JS: I suppose that in a sense the Lomax bio is as much a book about the country and the world as it is about Lomax, so everything I’ve written has been of use to me in some way or another as I went along. But then again, it’s also true that Lomax was deeply involved with the politics and history of every place he found himself in, so his bio demanded this kind of thinking.
Can you discuss your own discovery, history, and appreciation of Mr. Lomax's work?
JS: I met him in the sixties when I was deeply involved in the folk revival, and he was the major player. He could not be ignored, and he was talked about by everyone interested in folk music, and to a degree, also jazz.
When and how did you initially have the idea of writing a biography on Alan Lomax?
JS: No one had written a bio of Lomax, and I found that surprising.
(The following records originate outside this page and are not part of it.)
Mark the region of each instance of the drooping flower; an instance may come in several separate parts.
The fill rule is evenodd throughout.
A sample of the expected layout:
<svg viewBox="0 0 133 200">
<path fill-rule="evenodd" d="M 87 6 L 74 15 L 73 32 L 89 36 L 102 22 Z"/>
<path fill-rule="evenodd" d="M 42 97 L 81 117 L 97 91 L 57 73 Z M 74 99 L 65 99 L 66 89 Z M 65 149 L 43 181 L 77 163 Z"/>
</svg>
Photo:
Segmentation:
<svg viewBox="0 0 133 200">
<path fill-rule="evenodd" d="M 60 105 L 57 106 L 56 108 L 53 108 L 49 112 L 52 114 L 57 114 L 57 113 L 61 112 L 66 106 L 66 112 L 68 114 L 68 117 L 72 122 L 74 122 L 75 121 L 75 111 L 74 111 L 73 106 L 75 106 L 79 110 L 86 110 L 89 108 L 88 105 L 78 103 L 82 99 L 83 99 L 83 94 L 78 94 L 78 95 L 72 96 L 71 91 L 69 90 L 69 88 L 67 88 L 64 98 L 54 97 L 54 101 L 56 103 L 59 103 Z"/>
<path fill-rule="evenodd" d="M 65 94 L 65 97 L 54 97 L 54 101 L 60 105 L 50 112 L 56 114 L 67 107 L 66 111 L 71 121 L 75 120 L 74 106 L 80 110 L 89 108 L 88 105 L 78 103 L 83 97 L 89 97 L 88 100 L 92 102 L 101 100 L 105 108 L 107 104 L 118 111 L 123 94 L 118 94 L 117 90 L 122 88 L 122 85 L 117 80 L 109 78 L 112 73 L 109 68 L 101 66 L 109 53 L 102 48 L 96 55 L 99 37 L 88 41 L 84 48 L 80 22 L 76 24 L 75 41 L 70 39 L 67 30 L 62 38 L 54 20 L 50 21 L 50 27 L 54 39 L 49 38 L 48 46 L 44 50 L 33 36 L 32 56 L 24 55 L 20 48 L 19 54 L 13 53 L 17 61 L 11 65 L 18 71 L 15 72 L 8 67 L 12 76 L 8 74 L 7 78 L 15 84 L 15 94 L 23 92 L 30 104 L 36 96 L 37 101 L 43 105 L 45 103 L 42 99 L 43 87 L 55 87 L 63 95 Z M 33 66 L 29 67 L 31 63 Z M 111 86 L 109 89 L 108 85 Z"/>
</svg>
Knowing him and working with him for a few years helped me write it, but it also made me aware of how poorly he had been represented by others.
What was it about Mr. Lomax's work that initially intrigued you most as you began?
JS: I think I was drawn first to the incredible collection of music he had developed, and the influence it had on music, but later it was the sophistication and daring of his theorizing about music that was so fascinating to me.
How long did it take you to write the book?
JS: It took about eight years of part-time work to finish the book, and it turned out to much harder than I thought it would be. His work was enormous in scope and hard to grasp in words.
Looking back, as you were researching and writing the biography, what were some new aspects about Mr. Lomax's story and/ or work that was most surprising and/ or unexpected in discovery?
JS: Once I began tracing his life back, I found that he was far more famous and influential than anyone now is aware of, so much so that’s it’s difficult to communicate today how big he was then. His theories about the meaning and origins of music have such vast consequence, that he should be studied by anyone serious about music. Alas, he is too often understood through the hearsay of others, and only a few now read him.
What are your favorite works by Mr. Lomax?
JS: Folk Song Style and Culture, which represents his anthropological side, and The Land Where the Blues Began, which represents his folk side.
Are there recordings by Mr. Lomax that still maintain strong of an impact on you as when you first heard them for the first time?
JS: I still hear them as I always did, and some of them – such as some of the Spanish recordings or the prison work songs – still have the same shock value for me.
For newcomers to Mr. Lomax's work who are looking for a starting point to begin learning, what would you recommend as his "essential" works to begin listening to?
JS: The Alan Lomax Songbook CD is a good start. It contains many of the key songs and singers that determined what American music would be.
What would you say has been Mr. Lomax's biggest contributions, and how would you say these works continue to influence on artists, listeners, and the overall accessibility of music?
JS: His biggest influence in the early days was in revealing the range of music that Americans make. Now, he is seen as American music’s greatest collector and archivist.
What connections do you make between Alan Lomax's recording and collecting of songs, with the accessibility to music that now exists online?
JS: In a sense, Lomax saw the Internet coming. By the 70s he was working with computers, and by the 80s he was working on The Global Jukebox, a sort of portable museum that would make the entire world’s music and dance available for digital searching. At the time it had the largest database in the world, and Apple and other companies were inspired by it to develop their own large-scale databases and search mechanisms.
How do you see this unfolding further as we begin looking forward?
JS: The Internet has the potential to be the perfect means for communicating the world’s musical treasures. At this point, however, sonic limitations, and sloppy, clunky and poorly documented presentations have created a situation in which people have now heard more music than at any time in history, but at the same time seem to know less about what they’re hearing.